Methods The algorithm is based on the basic working principle of powder-laying SLM equipment. We employed the software control system of the multi-galvanometer SLM equipment to program and integrate the algorithm into the equipment control system. First, the algorithm calculated the theoretical printing time of the scanning system of the SLM equipment using the model diagram and process parameters and then obtained the real-time operation time of the powder-laying module of each time unit using the equipment control system in the printing process. The average number of powder-laying modules in the time unit was used to improve the time-prediction accuracy of the powder-laying module in each time unit. Adjusting the correction parameters in real-time was conducted using the difference between the actual operation time and the time-prediction value of the scanning system of the SLM equipment. By accumulating the working time of each layer of the equipment, a more accurate prediction of the manufacturing molding time was obtained. The practicability of the algorithm was verified using the existing dual-galvanometer SLM equipment. The experimental prototype was DiMetal-450, developed independently by Laseradd Technology(Guangzhou)Co Ltd, with loading CLI file data and setting reasonable path planning. The scanning system can realize the printing of a dual-galvanometer laser with the same size of 425 mm×425 mm×450 mm, and the powder-laying module can realize one- and two-way powder-laying forms. The experiment adopted dual-galvanometer laser printing in the same plane and one-way powder-laying for sample printing. To facilitate the verification, the sample adopted the unsupported entity graphics and the practicability of the algorithm was verified by measuring the deviation rate between the actual working and predicted working times.

Results and Discussions After verifying the algorithm via experiment, the following conclusions are obtained. First, from Table 4, the prediction error of the timing unit time of the powder-paving module can be ignored, indicating that after the motion logic of the powder-paving module is determined, the motion time in the timing unit will be relatively stable and the error of the running time for each timing unit is small. Second, from the analysis of Fig. 4 and Table 5, there is a relatively large error between the theoretical prediction and actual printing times in the scanning system. The deviation rate of the estimated time for the scanning system after β-corrections remain <5%, thereby effectively curbing error accumulations and maintaining the time-prediction accuracy of the scanning system at >95%. It shows that the method of β-correction is reasonable and effective. Third, the correction coefficient β decreases slowly with an increase in printing layers, indicating that the error accumulation of both the actual printing and theoretical prediction times of the scanning system increases with an increase in printing layers. Fourth, single-layer printing time decreases with a decrease in the area of the printing graphics. From the theoretical calculation of the scanning system, the number of curves determines the length of printing time. Fifth, from the analysis of Table 6 and Fig. 5, the deviation rate of the actual and predicted working times fluctuates between ±1%, verifying the effectiveness of real-time prediction of machining time. Finally, from Fig. 5, with the printing work, the fitting effect of the predicted and the actual total printing times is better, verifying the accuracy of the overall printing time prediction.

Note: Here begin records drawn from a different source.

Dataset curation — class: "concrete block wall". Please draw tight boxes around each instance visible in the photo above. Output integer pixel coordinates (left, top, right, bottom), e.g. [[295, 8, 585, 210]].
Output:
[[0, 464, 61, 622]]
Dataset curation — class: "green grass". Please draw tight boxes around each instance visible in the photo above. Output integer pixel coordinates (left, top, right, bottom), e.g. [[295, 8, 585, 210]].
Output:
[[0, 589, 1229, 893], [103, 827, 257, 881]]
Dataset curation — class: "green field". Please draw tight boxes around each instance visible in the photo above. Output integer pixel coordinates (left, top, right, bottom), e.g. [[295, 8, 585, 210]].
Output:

Conclusions The processing-time-prediction algorithm of the SLM equipment control system can adapt to the existing equipment and can get ideal results. This algorithm provides an effective time-prediction method for the SLM control system, which helps enterprises plan production tasks reasonably, predict printing costs, and optimize the control system. It promotes a chain of continuous development of SLM equipment and control systems. Because the number of curves greatly influences the printing time of the scanning system, the prediction of the printing time of the scanning system will become an important evaluation index for optimizing the scanning path of SLM in future research.